MANCHESTER -- You have to hand it to Howard Dean's volunteers: They never say die.
I saw about 30 Deanies out in front of Kerry's post-primary party chanting and waving signs -- 15 minutes after the polls closed. Nobody knew the spread yet, but it was obvious Kerry had won, and probably won big. Flocks of Kerry supporters marched by the overzealous campaigners, barley granting them sideways glances. They just wanted to get inside and enjoy the victory.
After about 20 minutes someone took the bait and charged toward the doctor's supporters with a Bush/Cheney 2004 sign over his head. He was quickly surrounded, the crowd jabbing their fingers at him from all sides, shouting "Hey Hey! Ho Ho! George Bush has got to go!" When the president's lone wolf supporter retreated the crowd cheered loudly, as if it made up for Dean's loss.
Manchester on the night of a primary is a magical thing. Everyone should experience it at least once in their lives. The streets are full of candidates' supporters, press from all over the world, and some real oddballs. A pseudo-gospel group in golden robes set up in front of the CNN bus and sang nonsensical ditties about fields and flying. A car full of men in suits pulled up next to me while I was walking down the street and boomed at me through a megaphone, "Will you support me, the visionary, for president? I am good. I deserve to be reelected forever." Then, cackling, they peeled off.
In comparison, the politicians' speeches last night were fairly boring. I almost hated leaving the wild streets to listen to the same stump speech I've been hearing for a year and a half.
Kerry's crowd was politely enthusiastic, even if his wife looked bored, alternately gazing off into the distance and staring at the floor while her husband spoke. By contrast, Dean's headquarters was bursting at the seams. When Dean took the stage the roar lasted for a full five minutes. Dean kept his jacket on this time, and he didn't begin shouting in Spanish, so it was a big improvement over Iowa. I was surprised by how many in the press corps were wondering if Dean would go berserk again. I mean, how crazy do they think he is?
Dean told supporters that the distant second place showing had gotten his campaign "back on track." Those up front seemed to buy it, but a few of those standing out back were wondering if the good doctor has what it takes to compete in South Carolina after two consecutive drubbings. It's a reasonable question: Wasn't Dean supposed to have tied this thing up by now? When asked on Nightline what he learned in New Hampshire, Dean couldn't think of anything better than it's not such a good thing to be a "frontrunner early on."
"We are going to win this nomination, aren't we?" Dean asked supporters. That doesn't bode well for Dean's campaign. Didn't he just spend the past two years asking the people of New Hampshire this question?
SPEAKING OF RIVERS in Egypt, Joe Lieberman cast his fifth place finish as a "three-way tie for third." Clark and Edwards were both at 12 percent, Lieberman took nine percent.
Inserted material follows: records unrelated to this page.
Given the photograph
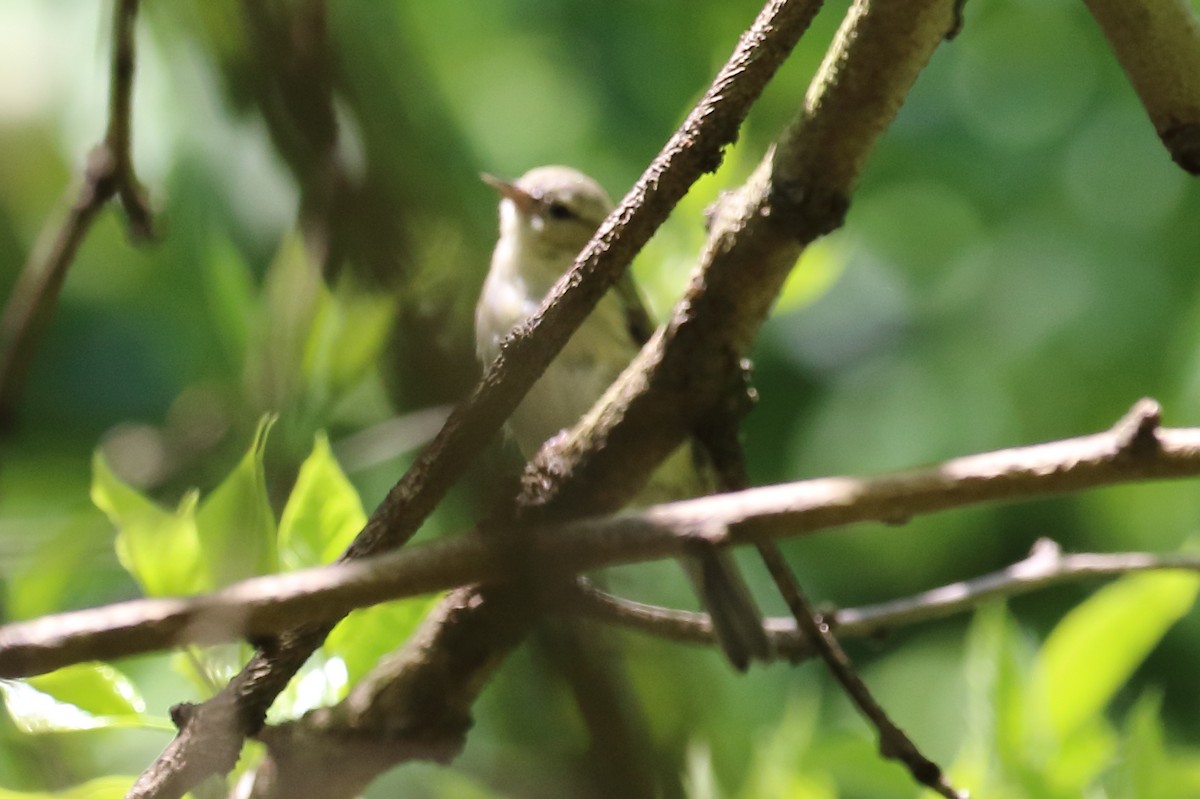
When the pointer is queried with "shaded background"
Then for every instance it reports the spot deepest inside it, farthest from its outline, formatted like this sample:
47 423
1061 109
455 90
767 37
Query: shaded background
1019 264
And some have the gall to question is our senators learning.
Dennis Kucinich celebrated his one percent finish with a raucous party. It looked like the scene of a great victory. Teens and twentysomethings were jumping up and down, cheering, and pretty much all agreed Kucinich would catch on and become president. A bunch of old, frazzle-haired hippies stood outside rolling cigarettes and puffing away.
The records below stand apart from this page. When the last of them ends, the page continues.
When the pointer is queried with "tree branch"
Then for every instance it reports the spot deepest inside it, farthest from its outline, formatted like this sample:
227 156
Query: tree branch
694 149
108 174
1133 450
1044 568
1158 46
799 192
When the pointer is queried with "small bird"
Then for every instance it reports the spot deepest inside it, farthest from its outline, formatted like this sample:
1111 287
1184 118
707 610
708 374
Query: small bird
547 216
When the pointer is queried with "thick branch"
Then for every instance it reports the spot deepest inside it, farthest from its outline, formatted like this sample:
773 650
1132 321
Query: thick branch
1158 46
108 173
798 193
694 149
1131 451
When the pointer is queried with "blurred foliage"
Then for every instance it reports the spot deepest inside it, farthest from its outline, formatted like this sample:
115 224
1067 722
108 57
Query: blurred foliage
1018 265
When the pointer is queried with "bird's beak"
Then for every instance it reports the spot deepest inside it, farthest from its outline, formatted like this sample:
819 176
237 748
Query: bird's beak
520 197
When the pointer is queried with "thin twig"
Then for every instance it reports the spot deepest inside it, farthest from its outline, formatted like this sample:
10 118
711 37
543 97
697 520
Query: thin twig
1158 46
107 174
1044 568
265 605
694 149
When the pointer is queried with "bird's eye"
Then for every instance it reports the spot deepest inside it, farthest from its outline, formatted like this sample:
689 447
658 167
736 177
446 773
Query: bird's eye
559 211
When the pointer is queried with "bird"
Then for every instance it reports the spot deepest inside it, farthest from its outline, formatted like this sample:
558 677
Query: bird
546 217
"How do you feel?" I asked one of them.
"I feel groovy, man," he said.
"Yeah, winning isn't everything," another added defensively. "Being a messenger is more important than being a winner."
I didn't make it to Edwards' party, but I saw the speech on television. He gave his "two Americas" number yet again, which was something of a disappointment. A lot of people, myself included, thought he would do a bit better. Edwards seemed disappointed, but undeterred. He has, after all, been eagerly waiting for the day when the campaign moves south. But the tie between Edwards and Wesley Clark muddies things a bit, leaving the mantle of "major Southern contender" up for grabs in a very brief primary system. It'll be high noon at the South Carolina Corral next week.
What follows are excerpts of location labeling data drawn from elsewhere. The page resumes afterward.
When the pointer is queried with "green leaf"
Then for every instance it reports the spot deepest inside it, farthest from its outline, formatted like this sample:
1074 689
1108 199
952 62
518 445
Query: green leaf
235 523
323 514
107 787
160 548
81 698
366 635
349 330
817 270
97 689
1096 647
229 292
IN THE FINAL TALLY, Al Sharpton only collected 64 of the nearly 200,000 votes cast. Exit polls didn't shed any light on his puzzling last place finish, but word on the street is his support was split down the middle between appreciative stand-up comedians and mischievous Republicans.
Well, it's all over. John Kerry defied all expectations and won both Iowa and New Hampshire by impressive margins, making him a formidable candidate and proving the Dean Revolution was a paper tiger. Of course, much of that paper is green, and Dean will likely be around for some time yet.
But this small state, endlessly sneered at as "unrepresentative" by pundits who'd rather slog it out in warmer climes, has helped set the national agenda yet again. So now come two well deserved years of unclogged streets and silence, beautiful silence.